L’énigme de la succession des régimes militaires en Mauritanie (5ème partie) / Par le Pr El Arby Mohamedou

L’énigme de la succession des régimes militaires en Mauritanie (5ème partie) / Par le Pr El Arby Mohamedou Le régime démocratique éphémère

Le pouvoir en Mauritanie est vraisemblablement indissociable de l’institution militaire. Malgré le respect par le CMJD de l’agenda tel qu’inscrit dans les dispositions de sa charte constitutionnelle et qui a abouti à l’installation d’un pouvoir civil, le retour des militaires aux casernes ne semble pas être une chose aisée.

En effet, à bien des égards, l’institution militaire a démontré et confirmé son attachement à l’exercice du pouvoir politique et une telle velléité n’a jamais été renvoyée aux calendes grecques. C’est ainsi qu’après une éphémère expérience démocratique qui n’a pas pu se pérenniser, le pays a connu une succession de régimes démocratiques controversés.

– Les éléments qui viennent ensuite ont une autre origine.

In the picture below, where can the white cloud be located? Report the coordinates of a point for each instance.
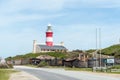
(17, 5)
(93, 3)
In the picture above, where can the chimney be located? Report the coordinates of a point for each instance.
(62, 43)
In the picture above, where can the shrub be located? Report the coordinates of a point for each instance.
(42, 64)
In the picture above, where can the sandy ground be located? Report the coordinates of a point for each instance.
(22, 76)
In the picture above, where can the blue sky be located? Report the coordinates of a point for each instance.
(73, 21)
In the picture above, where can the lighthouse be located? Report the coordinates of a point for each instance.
(49, 36)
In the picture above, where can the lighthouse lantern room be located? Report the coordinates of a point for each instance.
(49, 36)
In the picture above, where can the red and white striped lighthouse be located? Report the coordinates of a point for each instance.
(49, 36)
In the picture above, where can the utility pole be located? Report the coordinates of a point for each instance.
(100, 44)
(96, 48)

C’est à l’issue du deuxième tour, de l’élection présidentielle, organisé le 25 mars 2007, que le premier régime démocratiquement installé depuis l’indépendance du pays prendra les règnes du pouvoir conformément à la pratique constitutionnelle suivie dans les pays de tradition démocratique.

Au début de cette nouvelle ère, l’institution de la présidence de la République, le Parlement avec ses deux chambres, le pouvoir judiciaire, le Conseil Constitutionnel, le Haut Conseil Islamique, le Médiateur de la République, la Cour des comptes, le Conseil Economique et Social fonctionnent de manière régulière et tout en exerçant la plénitude de leurs prérogatives. Le gouvernement, fraichement nommé, présente son programme politique et obtient la confiance du Parlement, avant d’amorcer, aussitôt, les mesures de sa mise en œuvre, tant sur le plan national qu’international.

Cette normalité dans le fonctionnement des institutions fut de courte durée. En effet, il faut admettre que le nouveau régime du Président Sidi OULD CHEIKH ABDALLAHI n’avait pas entamé son quinquennat sans coup férir, loin sans faut. L’héritage d’un double passif humanitaire et économique, associé aux engagements contractés en vue d’accéder au pouvoir vont réduire la marge de manœuvre du Président à sa plus simple expression.

D’ailleurs, très vite les observateurs perçoivent en filigrane que rien n’a changé, malgré l’installation des institutions démocratiques et l’exercice du pouvoir par les civils. A cet égard, il est facile de constater que le poids des militaires reste omniprésent dans les différentes sphères de l’Etat et qu’en privé, ils restent les référents pour le dénouement des dossiers les plus complexes.

Dans cette configuration, les allégeances officieuses à certains officiers supérieurs de l’armée nationale se multiplient reléguant au second plan l’institution de la Présidence de la République. Cette situation se conclue par un bras de fer politique opposant d’une part, le Président démocratiquement élu victime des alliances qui l’ont parachuté au pouvoir et d’autre part, son chef d’Etat Major Particulier usant de son statut privilégié d’officier supérieur maintenu dans une posture de choix, ce qui a plongé des mois durant, le pays dans une crise politico-institutionnelle sans précédent où les principaux acteurs étaient les parlementaires.

C’est dans cet environnement politique confus, que les parlementaires frondeurs ont fait des défis liés à l’insécurité, à la récession économique à la morosité du climat social, les principaux mobiles pour la destitution du Président Sidi OULD CHEIKH ABDALLAHI. Ce bouillonnement politique était largement inspiré par les militaires qui en tiraient les ficelles dans l’objectif de précipiter un changement par des moyens plus adaptés que les formules classiques des coups d’Etat.

Les incompréhensions et les tiraillements ont finalement acculé le Président à démettre par un décret pris, le 6 août 2008, dans des conditions particulières les principaux Généraux qui lui tenaient tête. Sont concernés par cet acte : le Général Mohamed OULD ABDEL AZIZ, chef d’Etat Major Particulier, le Général Mohamed OULD CHEIKH MOHAMED AHMED, chef d’Etat Major de l’Armée nationale, le Général Mohamed OULD CHEIKH OULD EL HADI, directeur général de la Sureté Nationale et le Général Félix NEGRY, Chef d’Etat Major de la Garde Nationale.

En réaction à cette mesure, ceux-ci mobilisent, aussitôt, leurs troupes et mettent fin le même jour au pouvoir dirigé par le Président Civil par un communiqué lu aux antennes de la radio et de la télévision nationale, par lequel, en même temps, un nouveau Comité Militaire dénommé « Haut Conseil d’Etat » est créé sous la Présidence du Général Mohamed OULD ABDEL AZIZ.